Delek Logistics Stock: 10%-Yielder Thumping the S&P 500

Delek Logistics Units Up 12.5% in 2025
West Texas Intermediate and Brent crude oil prices remain volatile on concerns about the global economy. Those are near-term issues; longer term, the Organization of the Petroleum Exporting Countries (OPEC) expects oil demand to hit 123 million barrels per day by 2050. As a result, the industry will need to invest $18.2 trillion in new oil and gas investments.
For now, though, the outlook for crude remains somewhat bearish. That’s bad news for smaller domestic oil and gas plays, but well-established energy companies like Delek Logistics Partners LP (NYSE:DKL) could pick up the slack and even thrive.
Delek Logistics has market cap of just $2.3 billion, and it is on the smaller side, but it’s firing on all cylinders right now and its outlook is robust. The company reported record second-, third-, and fourth-quarter 2024 results and first-quarter 2025 results and increased its dividend for the 49th consecutive quarter, plus its units are significantly outpacing the S&P 500.
Delek Logistics Partners LP is a midstream energy master limited partnership (MLP) that provides gathering, pipeline, transportation, and other services for crude oil, intermediates, refined products, natural gas, storage, wholesale marketing, terminalling water disposal, and recycling customers in the U. S. (Source: “Investor Update,” Delek Logistics Partners LP, April 1, 2025.)
The MLP’s infrastructure includes 850 miles of crude and product transportation pipelines and a 700-mile crude oil gathering system.
Delek’s key areas of operations around the Permian Basin, the Delaware Basin, and other regions in the Gulf Coast area. This includes Texas, Tennessee, Arkansas, and Oklahoma.
Record Q1 2025 Results
Delek Logistics started out on a strong note, reporting record first-quarter results.

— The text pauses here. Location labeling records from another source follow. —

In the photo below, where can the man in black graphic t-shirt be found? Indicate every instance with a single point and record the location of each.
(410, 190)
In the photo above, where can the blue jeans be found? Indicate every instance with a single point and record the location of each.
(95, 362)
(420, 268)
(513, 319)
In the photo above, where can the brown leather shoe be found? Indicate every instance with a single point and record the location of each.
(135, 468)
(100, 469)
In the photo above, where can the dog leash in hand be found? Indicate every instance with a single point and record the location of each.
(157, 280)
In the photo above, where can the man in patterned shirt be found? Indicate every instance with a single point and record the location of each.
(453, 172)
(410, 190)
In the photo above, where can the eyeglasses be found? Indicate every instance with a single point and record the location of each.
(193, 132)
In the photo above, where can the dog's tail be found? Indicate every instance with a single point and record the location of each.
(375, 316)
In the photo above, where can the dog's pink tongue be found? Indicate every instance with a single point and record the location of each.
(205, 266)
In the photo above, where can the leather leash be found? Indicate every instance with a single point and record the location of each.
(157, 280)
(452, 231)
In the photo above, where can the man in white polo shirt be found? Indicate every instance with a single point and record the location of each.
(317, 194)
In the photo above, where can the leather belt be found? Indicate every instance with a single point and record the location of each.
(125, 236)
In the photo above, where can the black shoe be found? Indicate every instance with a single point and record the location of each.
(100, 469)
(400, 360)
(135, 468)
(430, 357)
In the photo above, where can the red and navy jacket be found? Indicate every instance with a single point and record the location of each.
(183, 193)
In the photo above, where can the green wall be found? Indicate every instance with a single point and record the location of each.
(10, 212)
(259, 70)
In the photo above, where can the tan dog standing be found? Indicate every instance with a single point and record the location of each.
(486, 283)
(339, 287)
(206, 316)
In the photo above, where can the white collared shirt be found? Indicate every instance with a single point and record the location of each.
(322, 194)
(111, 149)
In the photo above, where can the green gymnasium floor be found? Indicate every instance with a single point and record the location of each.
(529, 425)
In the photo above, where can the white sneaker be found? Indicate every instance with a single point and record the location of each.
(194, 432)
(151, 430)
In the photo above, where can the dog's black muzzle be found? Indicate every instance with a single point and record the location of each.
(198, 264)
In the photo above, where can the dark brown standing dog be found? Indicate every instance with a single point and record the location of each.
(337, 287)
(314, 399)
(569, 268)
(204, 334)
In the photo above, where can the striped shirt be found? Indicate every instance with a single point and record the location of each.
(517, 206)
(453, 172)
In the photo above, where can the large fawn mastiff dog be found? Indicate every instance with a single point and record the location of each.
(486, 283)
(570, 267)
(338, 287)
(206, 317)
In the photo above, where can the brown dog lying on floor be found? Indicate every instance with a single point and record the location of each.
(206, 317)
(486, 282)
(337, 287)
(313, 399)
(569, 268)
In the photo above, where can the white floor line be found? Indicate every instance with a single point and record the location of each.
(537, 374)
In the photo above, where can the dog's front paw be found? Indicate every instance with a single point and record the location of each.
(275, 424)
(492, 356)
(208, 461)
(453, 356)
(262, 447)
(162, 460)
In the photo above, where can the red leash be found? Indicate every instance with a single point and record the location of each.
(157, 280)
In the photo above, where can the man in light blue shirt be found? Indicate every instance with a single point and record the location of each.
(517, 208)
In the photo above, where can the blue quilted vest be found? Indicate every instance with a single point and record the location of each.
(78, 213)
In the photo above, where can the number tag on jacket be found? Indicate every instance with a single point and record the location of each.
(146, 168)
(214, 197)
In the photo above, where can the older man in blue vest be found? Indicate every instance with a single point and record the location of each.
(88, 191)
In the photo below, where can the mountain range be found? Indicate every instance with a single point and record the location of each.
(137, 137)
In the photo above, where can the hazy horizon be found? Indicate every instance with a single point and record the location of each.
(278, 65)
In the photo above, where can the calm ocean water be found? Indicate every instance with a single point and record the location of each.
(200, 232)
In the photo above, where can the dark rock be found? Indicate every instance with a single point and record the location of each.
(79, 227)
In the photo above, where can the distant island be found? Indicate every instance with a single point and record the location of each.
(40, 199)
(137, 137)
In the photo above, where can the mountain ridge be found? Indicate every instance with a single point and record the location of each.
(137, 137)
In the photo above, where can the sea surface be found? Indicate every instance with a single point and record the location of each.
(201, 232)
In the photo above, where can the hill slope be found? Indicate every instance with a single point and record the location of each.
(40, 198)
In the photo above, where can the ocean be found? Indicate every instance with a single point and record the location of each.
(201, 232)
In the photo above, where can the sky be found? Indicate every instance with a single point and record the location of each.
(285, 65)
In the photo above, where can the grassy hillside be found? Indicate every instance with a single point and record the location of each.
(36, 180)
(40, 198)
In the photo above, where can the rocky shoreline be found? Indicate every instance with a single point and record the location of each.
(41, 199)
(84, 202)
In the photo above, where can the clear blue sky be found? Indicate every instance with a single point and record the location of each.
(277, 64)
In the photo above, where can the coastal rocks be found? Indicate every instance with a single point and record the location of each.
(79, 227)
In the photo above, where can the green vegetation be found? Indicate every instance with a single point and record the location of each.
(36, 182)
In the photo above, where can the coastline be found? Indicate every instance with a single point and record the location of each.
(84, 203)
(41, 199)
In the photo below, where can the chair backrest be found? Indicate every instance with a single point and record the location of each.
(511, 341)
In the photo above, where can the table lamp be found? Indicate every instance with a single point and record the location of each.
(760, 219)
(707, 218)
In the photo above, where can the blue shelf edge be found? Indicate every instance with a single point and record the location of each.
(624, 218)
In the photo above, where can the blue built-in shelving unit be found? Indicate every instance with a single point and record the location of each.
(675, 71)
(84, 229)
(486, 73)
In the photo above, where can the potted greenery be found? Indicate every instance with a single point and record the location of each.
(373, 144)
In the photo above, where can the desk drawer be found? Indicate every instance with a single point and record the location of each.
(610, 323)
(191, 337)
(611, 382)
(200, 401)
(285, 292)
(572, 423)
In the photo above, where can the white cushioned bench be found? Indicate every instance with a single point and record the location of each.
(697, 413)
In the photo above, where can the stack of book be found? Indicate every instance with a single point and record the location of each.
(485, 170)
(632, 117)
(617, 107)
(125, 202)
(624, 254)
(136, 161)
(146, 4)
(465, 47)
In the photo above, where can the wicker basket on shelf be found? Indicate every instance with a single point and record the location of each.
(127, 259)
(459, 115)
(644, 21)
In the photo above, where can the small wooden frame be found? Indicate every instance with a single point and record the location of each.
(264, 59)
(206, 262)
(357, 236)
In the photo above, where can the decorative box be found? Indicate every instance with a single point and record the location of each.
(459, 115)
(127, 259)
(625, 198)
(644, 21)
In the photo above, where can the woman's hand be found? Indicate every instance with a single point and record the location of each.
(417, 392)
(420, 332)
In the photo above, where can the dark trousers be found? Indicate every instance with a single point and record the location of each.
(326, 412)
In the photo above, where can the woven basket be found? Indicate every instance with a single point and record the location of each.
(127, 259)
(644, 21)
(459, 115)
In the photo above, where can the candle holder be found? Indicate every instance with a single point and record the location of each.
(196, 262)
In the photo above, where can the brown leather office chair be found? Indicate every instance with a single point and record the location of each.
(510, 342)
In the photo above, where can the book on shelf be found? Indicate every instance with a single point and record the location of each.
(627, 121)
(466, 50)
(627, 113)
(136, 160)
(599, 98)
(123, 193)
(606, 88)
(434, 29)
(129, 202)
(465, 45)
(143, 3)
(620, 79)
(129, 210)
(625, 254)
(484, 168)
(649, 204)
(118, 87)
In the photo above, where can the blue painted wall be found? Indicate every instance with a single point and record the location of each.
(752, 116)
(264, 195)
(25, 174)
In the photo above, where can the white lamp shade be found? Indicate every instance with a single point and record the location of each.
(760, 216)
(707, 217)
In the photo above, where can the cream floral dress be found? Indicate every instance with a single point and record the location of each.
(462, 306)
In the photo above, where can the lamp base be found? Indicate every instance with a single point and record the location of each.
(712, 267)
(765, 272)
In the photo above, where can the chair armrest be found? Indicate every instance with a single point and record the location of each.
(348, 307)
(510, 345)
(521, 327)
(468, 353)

For the first quarter ended March 31, it announced that net income increased 19.5% on an annual basis to $39.0 million, or $0.73 per unit. (Source: “Delek Logistics Reports Record First Quarter 2025 Results,” Delek Logistics Partners LP, May 7, 2025.)
The company’s net cash provided by operating activities was $31.6 million in the first quarter of 2025, compared to $43.9 million in the first quarter of 2024. Its distributable cash flow as adjusted was up 10% at $75.1 million.
Delek’s first-quarter earnings before interest, taxes, depreciation and amortization (EBITDA) were $85.5 million. Adjusted EBITDA increased to $116.5 million.
Commenting on the results, Avigal Soreq, the company’s president, said, “We provide the best combination of yield and growth in the midstream sector with a long runway of growth driven by its advantageous position in the Midland and Delaware basins.”
Quarterly Distribution Increased to $1.11/Unit
Thanks to reliable distributable cash flow, Delek Logistics is able to provide investors with a growing distribution. In May, it increased its quarterly cash distribution from $1.105 per common unit to $1.11 per unit. This works out to an annual distribution of $4.44 per unit, for a forward dividend yield of 10%. (Source: “Delek Logistics Partners, LP Increases Quarterly Cash Distribution to $1.11 per Common Limited Partner Unit,” Delek Logistics Partners LP, April 28, 2025.)
It looks like DKL shareholders can look forward to a 50th consecutive increase. In prepared remarks in Delek’s first-quarter results, Soreq, said, “We are proud of the 49th consecutive increase in our distribution and we expect to continue to increase our distribution in the future.”
DKL Stock Crushing the Broader Market
Shareholders, it seems, like it when companies report record financial results. As of July 27, DKL units are significantly outpacing the S&P 500, up:
- 4.5% over the last month
- 15.5% over the last three months
- 12.5% year to date
- 22.7% year over year

Chart courtesy of StockCharts.com
The Lowdown on Delek Logistics
The energy sector has been facing headwinds this year on concerns about how the economy will respond to trade wars. So far, the fears of Armageddon have not held up.
U.S. consumer spending remains solid and the country’s job market continues to post solid gains. Investor optimism is also being buoyed by a trade deal between the U.S. and European Union (EU), the world’s largest trading block.
This should help the U.S. avoid a recession, which would be good for the energy sector. Delek isn’t waiting for that to happen. It’s quietly reporting record results and providing solid guidance. For 2025, the MLP is on track to deliver strong adjusted EBITDA in the range of $480.0 million to $520.0 million.
Delek Logistics’ share price is thumping the broader market, and the strong guidance should help the MLP continue to raise its quarterly distribution.